I smiled in a businesslike way.
‘Yes, I am.’
‘I’ve been watching you,’ he said.
I was determined not to let him have the satisfaction of scaring me.
‘I expected you to be less conventional, Damian. Everyone’s watching me,’ I said.
He laughed.
‘OK,’ he said. ‘And fair play to you for standing up to Virginia.’
‘I don’t stand up to her,’ I said. ‘I just keep out of her way.’
He laughed again, a slightly nervy, high-pitched laugh.
‘Do you mind if I walk with you for a while?’ he asked.
The pavement wasn’t wide enough to accommodate us both, and the road was busy with school traffic, so I went in front, with Damian following behind. I found his presence unnerving.

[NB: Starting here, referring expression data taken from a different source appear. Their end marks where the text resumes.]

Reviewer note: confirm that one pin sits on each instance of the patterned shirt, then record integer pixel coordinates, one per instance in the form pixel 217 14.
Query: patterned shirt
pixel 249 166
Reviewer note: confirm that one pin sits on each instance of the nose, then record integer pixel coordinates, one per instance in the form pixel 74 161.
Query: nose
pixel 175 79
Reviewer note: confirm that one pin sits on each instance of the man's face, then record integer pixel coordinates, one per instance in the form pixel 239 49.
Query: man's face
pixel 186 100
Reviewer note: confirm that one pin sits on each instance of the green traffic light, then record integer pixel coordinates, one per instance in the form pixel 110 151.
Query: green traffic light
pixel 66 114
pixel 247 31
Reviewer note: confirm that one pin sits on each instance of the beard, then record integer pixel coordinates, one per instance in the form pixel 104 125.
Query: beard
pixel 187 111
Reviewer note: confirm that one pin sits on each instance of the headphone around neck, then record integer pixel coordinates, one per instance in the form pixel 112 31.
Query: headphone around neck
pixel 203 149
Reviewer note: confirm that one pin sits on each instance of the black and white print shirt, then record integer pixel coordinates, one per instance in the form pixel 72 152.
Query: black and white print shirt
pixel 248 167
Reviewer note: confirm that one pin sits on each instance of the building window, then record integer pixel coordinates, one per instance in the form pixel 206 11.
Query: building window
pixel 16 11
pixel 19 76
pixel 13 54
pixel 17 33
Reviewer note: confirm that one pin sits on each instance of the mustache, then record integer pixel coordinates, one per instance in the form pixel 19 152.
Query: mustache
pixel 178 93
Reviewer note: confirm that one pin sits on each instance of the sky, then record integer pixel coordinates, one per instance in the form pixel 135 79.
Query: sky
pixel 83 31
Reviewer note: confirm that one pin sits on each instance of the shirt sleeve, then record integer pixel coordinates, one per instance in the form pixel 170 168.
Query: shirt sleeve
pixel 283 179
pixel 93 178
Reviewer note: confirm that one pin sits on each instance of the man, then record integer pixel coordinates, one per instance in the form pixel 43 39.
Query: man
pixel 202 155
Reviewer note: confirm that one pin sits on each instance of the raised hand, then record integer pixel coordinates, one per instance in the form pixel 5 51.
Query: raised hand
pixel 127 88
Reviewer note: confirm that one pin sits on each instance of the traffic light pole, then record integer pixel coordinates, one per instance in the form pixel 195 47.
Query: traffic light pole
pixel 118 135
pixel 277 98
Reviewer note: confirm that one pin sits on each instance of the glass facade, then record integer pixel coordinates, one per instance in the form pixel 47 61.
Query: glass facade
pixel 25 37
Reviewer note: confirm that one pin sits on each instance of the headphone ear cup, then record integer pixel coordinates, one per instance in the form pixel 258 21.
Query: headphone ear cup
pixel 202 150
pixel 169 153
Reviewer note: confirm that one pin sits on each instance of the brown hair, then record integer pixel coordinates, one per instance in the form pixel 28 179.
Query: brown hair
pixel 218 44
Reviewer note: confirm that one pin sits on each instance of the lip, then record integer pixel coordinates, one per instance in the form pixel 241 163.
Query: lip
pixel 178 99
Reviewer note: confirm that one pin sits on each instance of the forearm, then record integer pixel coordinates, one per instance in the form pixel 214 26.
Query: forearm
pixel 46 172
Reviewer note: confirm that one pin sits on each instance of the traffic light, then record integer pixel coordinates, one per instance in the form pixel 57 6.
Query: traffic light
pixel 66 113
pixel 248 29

I hoped he wasn’t looking me up and down, sizing me up.
‘Are you staying in Burrington Stoke?’ I asked when the pavement widened at the new quarry junction and he came alongside me.
He shook his head.
‘I’d rather cut off my right hand than stay here. I just came back to see if it was true about Genevieve being missing.’

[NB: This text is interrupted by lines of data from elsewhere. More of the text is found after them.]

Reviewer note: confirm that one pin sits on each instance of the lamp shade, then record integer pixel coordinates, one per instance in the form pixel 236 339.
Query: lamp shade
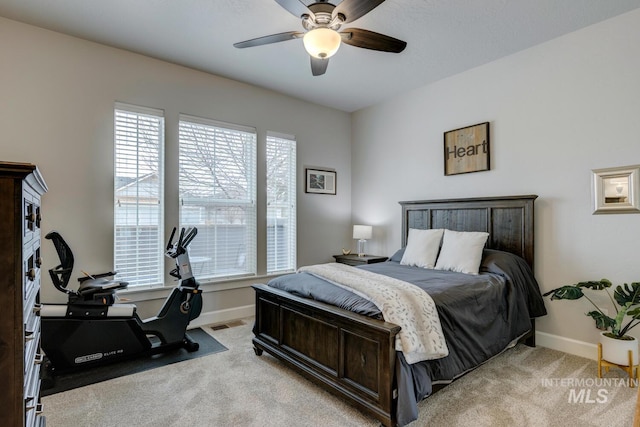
pixel 321 42
pixel 363 232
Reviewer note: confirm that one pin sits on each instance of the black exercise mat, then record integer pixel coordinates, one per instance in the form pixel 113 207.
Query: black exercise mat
pixel 71 380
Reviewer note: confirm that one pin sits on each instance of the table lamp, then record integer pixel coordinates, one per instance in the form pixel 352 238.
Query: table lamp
pixel 362 233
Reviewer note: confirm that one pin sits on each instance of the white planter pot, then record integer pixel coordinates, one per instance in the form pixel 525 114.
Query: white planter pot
pixel 617 351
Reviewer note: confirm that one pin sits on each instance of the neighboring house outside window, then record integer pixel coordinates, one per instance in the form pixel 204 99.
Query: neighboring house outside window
pixel 138 191
pixel 217 194
pixel 217 183
pixel 281 203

‘I’m afraid it is,’ I said.
‘How perfectly karmic,’ Damian said.
‘I don’t understand.’
‘A life for a life, Genevieve for my mother.’

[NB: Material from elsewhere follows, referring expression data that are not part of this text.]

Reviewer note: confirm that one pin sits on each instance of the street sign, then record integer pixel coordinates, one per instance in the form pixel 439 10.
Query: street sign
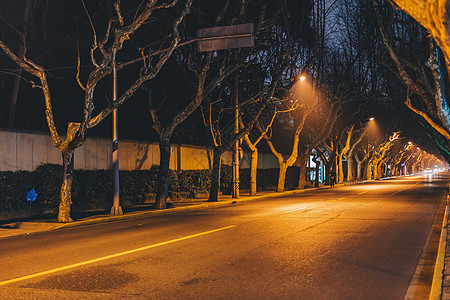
pixel 225 37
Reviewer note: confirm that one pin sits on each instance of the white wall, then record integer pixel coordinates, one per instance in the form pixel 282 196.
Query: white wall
pixel 26 150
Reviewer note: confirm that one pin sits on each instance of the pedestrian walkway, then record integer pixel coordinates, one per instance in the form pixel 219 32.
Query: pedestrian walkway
pixel 39 223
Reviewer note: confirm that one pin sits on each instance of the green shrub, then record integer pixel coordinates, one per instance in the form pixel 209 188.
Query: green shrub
pixel 93 189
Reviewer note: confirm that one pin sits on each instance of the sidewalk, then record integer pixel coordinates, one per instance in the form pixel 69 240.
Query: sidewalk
pixel 30 225
pixel 33 224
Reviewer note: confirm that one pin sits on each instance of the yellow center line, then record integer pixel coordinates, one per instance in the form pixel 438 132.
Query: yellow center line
pixel 110 256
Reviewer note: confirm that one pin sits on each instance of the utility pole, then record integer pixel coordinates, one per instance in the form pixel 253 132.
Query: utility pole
pixel 236 131
pixel 116 210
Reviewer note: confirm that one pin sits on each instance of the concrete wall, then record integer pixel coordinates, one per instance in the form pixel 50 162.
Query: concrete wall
pixel 26 151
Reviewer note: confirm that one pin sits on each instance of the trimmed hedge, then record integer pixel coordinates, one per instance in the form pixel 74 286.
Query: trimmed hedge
pixel 93 189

I thought maybe Damian really was slightly unhinged.
‘Nobody’s suggesting she’s dead,’ I said quickly.
‘I think she is. Don’t you?’
He was making me uncomfortable.
‘How did you find out she was gone?’ I asked.
‘The old bill found me. They tracked me down. Fair play to them.’
He looked around him at the neat, mown grass verge beside the quarry entrance and exit. The grass was pale with stone-dust.
‘We could sit here for a while,’ Damian suggested. ‘Have a smoke and a chinwag.’
‘I ought to get back to Avalon,’ I said. I delved for an excuse. ‘I’m expecting a delivery.’
‘OK.’
He looked over to the gatehouse. The guard had spotted him. He was speaking into his phone.
‘I’m not exactly Mr Popular round here,’ Damian said, grinning. ‘In fact, they don’t like me at all.’
Out of the corner of my eye I saw a white van heading down the track inside the quarry. The gatehouse guard had put down his phone and put on his cap.
The last thing I needed was to be caught up in a scuffle between Damian and the quarrymen. I imagined what Virginia would have to say about that.
‘Why don’t you come back for coffee at Avalon?’ I suggested.
‘I don’t know …’
‘We’ll just sit outside, in the garden.’
The long red and white pole that formed the barrier across the quarry exit was slowly rising. Any moment now and the gates would swing open and the van would come through.
‘Go on then,’ said Damian. ‘If you insist.’
He was a good few years older than me, but still, of the two of us, I felt like the adult. I could feel how uncomfortable he was in the world. It was sad that his life had been derailed by his parents’ divorce when he was so young, and I was sorry for him but, at the same time, he gave me the creeps.